> This book was created through an extended collaboration between the author, Claude (Anthropic), and ChatGPT (OpenAI). The structure, pedagogical framework, and frustrations catalog emerged from the author’s two decades of teaching creative coding.
I think it would have been better to make a series of blog posts and held off on writing the book until they felt comfortable doing it without AI and understood how to express this ideas without AI.
Before I saw the AI comment, I felt like giving that to someone looking to learn about this might be overwhelming tbh. Now I feel it would be incredibly harmful like telling the blind to follow the blind. A beginner would be better off just to being told to give whatever they want to do a go and use claude as needed or something if they don't understand it. I did wonder why there was no code, I figure maybe they want to keep it general and keep this more philosophical.
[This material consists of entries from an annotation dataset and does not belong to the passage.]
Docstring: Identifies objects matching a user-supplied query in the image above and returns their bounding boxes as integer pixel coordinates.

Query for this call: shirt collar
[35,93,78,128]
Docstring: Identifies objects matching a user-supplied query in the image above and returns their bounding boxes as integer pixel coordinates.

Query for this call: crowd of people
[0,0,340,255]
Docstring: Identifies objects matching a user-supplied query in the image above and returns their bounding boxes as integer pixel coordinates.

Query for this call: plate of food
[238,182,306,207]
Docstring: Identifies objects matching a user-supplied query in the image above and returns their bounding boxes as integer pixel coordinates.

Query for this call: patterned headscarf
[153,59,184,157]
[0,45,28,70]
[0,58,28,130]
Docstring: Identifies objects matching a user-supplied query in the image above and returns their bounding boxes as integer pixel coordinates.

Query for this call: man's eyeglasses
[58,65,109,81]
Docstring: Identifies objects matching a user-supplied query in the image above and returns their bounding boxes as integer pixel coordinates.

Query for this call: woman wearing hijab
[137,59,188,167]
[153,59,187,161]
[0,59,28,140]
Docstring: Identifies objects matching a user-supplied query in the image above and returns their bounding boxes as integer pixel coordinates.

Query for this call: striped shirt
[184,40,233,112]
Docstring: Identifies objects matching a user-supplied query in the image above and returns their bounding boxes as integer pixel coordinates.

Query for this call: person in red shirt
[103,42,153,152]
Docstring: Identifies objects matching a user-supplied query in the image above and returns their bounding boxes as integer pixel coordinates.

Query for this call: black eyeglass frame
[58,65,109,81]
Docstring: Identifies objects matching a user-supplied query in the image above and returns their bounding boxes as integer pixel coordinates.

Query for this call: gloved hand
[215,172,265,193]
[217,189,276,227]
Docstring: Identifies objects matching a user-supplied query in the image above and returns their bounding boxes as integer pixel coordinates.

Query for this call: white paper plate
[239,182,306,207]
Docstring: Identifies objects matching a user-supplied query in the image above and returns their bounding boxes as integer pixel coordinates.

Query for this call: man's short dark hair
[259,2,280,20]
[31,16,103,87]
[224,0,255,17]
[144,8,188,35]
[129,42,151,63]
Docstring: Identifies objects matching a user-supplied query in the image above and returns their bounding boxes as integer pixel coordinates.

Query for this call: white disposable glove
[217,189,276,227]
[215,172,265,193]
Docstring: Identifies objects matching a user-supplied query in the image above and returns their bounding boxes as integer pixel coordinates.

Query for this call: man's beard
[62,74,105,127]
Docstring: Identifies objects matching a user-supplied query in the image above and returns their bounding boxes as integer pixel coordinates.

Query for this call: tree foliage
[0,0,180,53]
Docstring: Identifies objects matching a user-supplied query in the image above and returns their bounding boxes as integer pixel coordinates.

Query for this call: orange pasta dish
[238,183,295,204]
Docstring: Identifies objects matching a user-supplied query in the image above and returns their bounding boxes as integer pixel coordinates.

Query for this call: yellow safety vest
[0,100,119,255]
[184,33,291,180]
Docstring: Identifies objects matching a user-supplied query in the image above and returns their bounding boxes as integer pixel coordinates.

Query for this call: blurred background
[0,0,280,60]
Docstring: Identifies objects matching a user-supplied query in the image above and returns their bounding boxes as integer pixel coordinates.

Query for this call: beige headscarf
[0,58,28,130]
tbh I dig the aesthetic of the book, but idk seeing that in the intro just makes it feel like it isn't worth my time.
Wikipedia
Also the book is beautifully designed. Clearly a lot of effort and taste was put into it (as you'd expect from a Creative Coding book).
I'm not the target audience, but if this work was only possible because of AI, I'd say this is a win for the world.
Full disclaimer from the pdf:
> AI ASSISTANCE
> This book was created through an extended collaboration between the author, Claude (Anthropic), and ChatGPT (OpenAI). The structure, pedagogical framework, and frustrations catalog emerged from the author’s two decades of teaching creative coding. AI served as writing partner, generating draft content based on detailed prompts while the author provided direction, critique, iteration, and editorial control. AI was also used to generate specific images. All teaching insights, personal anecdotes, and educational philosophy originate from the author’s experience.